‘Grow Asia farm program help PHL planters improve skills’

The Southeast Asian Regional Center for Graduate Study and Research in Agriculture (Searca) said Grow Asia, through its Philippines Partnership for Sustainable Development (PPSD), is helping Filipino farmers improve their skills and hike their output.

Searca said PPSD is a farm partnership model that’s benefiting 117,000 smallholders in coconut, coffee corn, fisheries and vegetables.

In a report published by the Los Baños-based institute, titled “Competency Certification for Agricultural Workers in Southeast Asia,” authors Bernie S. Justimbaste and Edwin P. Bacani said Grow Asia has demonstrated farming models that integrate small farm owners into the big Asean value chain.

Grow Asia, which was founded by Asean and the World Economic Forum, has built synergies between value chain players in agriculture via PPSD. It facilitates delivery of many interventions including agricultural and technical-vocational (Tech-Voc) skills training in the production of various farm products.

Searca noted that Grow Asia-PPSD is providing a Mindanao-based program multiple interventions in farmers’ production of coconut water and development of skills and know-how in coconut intercropping, replanting and market access. The partners in this program are Unilever, Friends of Hope and KFI Center for Community Development.

In coffee production, 10 cooperatives in Tagbina, Surigao del Sur, are being helped by a Nestlé project through technical assistance, intercropping know-how, provision of quality planting materials (Robusta coffee) and establishment of market. Macnut Philippines is also involved in contract growing and buy-back of Arabica coffee. This project has 15 other partners including the Philippine Coffee Alliance.

As for corn, Searca said farmers in Zamboanga del Norte have been connected through ZMDC Grains Inc. to a hog farmers’ cooperative in Batangas to buy corn.  Aside from skills training, interventions include credit and post-harvest technologies.

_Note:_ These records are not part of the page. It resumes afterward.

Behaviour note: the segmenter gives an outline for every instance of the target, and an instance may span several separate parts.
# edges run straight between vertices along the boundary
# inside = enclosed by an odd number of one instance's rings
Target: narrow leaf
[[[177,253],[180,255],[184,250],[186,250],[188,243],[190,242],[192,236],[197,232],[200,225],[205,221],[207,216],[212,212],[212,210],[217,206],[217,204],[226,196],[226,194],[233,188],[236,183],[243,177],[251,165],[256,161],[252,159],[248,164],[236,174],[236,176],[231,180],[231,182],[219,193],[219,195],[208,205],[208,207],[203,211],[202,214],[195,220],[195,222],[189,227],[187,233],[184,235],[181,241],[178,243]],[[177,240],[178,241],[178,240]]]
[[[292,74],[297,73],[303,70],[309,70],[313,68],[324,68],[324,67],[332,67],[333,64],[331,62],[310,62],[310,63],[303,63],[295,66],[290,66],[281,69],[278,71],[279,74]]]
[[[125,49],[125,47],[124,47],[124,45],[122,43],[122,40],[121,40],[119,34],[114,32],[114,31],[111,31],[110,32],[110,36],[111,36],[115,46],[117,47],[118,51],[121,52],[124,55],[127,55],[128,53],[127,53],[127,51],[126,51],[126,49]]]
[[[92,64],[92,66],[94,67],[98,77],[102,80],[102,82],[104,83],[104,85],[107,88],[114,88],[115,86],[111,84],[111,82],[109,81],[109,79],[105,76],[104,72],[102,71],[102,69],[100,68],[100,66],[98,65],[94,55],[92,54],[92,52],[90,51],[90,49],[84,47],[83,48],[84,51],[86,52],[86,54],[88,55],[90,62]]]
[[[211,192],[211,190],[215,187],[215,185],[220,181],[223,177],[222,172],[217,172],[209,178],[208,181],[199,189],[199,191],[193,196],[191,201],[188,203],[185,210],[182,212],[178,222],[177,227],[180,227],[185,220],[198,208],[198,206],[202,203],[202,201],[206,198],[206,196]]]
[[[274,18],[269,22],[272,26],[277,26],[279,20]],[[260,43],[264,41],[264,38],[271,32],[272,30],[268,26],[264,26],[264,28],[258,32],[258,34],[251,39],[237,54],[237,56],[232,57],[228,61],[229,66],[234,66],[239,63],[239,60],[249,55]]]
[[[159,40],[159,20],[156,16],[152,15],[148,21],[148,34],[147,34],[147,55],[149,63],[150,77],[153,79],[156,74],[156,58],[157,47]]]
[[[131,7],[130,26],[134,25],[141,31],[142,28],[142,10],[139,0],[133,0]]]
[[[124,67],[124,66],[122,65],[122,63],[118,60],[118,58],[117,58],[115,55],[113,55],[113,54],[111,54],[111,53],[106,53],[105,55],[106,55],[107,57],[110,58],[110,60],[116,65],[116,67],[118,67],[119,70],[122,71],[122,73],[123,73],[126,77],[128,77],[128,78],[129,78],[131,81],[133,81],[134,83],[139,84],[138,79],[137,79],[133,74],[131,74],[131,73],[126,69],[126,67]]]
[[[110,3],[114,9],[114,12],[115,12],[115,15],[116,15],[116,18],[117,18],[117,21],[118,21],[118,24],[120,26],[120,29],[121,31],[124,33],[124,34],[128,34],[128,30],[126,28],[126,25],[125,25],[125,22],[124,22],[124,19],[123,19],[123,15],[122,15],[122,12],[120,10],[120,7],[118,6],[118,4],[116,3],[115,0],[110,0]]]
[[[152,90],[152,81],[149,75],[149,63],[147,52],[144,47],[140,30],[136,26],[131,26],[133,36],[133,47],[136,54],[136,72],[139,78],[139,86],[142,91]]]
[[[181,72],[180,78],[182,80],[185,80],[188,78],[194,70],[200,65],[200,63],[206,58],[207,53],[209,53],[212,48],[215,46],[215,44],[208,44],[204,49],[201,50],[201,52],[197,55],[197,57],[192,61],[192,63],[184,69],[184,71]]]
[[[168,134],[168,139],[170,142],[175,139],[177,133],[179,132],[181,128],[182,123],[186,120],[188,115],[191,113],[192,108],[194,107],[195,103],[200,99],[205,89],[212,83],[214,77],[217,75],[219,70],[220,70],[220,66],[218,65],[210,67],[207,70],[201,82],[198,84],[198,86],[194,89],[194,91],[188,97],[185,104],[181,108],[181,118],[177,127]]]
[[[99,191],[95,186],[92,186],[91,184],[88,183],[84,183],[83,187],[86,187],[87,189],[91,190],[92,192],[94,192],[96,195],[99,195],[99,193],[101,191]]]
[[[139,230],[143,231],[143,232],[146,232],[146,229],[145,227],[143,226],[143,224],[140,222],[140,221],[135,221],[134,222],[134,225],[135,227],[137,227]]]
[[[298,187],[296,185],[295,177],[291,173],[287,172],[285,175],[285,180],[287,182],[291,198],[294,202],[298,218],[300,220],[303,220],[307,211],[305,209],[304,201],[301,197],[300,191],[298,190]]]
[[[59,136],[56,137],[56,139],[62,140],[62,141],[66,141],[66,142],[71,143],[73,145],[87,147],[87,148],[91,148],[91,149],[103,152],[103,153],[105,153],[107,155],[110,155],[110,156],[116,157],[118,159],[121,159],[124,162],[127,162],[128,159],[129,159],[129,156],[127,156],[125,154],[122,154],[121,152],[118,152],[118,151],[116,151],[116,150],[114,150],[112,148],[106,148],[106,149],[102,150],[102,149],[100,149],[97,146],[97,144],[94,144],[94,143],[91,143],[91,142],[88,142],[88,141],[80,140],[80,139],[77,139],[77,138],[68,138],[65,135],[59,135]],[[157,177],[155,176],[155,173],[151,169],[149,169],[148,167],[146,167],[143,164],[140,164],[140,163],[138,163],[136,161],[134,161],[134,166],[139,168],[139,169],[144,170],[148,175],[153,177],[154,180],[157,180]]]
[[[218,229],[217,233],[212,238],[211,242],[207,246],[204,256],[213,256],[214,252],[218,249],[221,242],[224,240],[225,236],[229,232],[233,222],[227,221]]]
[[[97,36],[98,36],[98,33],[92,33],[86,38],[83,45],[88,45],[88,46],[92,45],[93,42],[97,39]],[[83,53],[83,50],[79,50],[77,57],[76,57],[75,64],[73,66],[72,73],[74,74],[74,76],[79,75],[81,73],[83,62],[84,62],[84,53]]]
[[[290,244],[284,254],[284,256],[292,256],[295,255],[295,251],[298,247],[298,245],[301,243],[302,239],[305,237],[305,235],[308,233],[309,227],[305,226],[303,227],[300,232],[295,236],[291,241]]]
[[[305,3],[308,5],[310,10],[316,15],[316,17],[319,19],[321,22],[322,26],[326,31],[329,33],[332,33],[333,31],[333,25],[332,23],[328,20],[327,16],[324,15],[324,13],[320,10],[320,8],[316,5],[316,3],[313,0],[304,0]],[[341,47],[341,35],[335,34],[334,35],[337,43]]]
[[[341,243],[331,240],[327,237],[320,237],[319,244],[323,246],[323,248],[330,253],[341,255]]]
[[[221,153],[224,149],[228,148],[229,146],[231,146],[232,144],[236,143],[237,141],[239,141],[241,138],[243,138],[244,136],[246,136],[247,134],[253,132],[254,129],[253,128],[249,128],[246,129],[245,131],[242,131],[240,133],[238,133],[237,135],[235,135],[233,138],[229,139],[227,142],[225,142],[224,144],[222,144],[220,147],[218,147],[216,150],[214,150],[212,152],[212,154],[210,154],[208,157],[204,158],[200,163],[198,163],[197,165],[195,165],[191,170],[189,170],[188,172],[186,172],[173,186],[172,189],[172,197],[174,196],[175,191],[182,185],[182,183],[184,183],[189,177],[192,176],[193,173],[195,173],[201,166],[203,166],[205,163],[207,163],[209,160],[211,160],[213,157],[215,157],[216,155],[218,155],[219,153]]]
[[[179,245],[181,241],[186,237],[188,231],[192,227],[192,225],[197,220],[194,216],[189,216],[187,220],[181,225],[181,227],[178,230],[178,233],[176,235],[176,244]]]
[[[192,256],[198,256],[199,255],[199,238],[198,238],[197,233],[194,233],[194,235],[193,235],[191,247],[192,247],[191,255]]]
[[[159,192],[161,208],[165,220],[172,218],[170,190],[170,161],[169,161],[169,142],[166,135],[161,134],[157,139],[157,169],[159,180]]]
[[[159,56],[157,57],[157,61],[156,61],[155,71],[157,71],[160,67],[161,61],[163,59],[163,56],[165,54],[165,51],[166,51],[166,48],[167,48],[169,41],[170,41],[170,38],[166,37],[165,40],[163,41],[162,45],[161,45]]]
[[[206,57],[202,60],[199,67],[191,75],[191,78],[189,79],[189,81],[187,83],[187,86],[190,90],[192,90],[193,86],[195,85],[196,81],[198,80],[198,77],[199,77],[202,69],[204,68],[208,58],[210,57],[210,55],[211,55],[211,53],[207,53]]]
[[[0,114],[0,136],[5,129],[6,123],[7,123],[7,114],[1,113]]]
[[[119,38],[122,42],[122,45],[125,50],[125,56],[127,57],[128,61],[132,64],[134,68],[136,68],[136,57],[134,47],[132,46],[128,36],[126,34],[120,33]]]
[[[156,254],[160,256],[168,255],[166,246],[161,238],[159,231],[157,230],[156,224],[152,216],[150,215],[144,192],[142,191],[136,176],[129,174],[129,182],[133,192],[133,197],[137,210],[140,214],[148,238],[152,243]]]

The partners here are Pioneer, and eight other agencies and groups, including Philippine Maize Federation Inc.

Searca said it supported the replication of such farm production model as that of Grow Asia.

“Grow Asia-PPSD has proven to foster skills capability building of agriculture human resource, a major Searca function being Asean’s graduate education and research center,” Searca Director Glenn B. Gregorio said in a statement. Gregorio also said a common competency certification system among Asean countries will enable freer exchange of farm workers between countries.

Asean countries are working toward one Asean Qualifications Reference Framework (AQRF) to allow this matching of farm skills and competencies between countries.

Gregorio said the AQRF recognizes both nonformal and informal learning in assessing farm workers’ skills level and qualifications.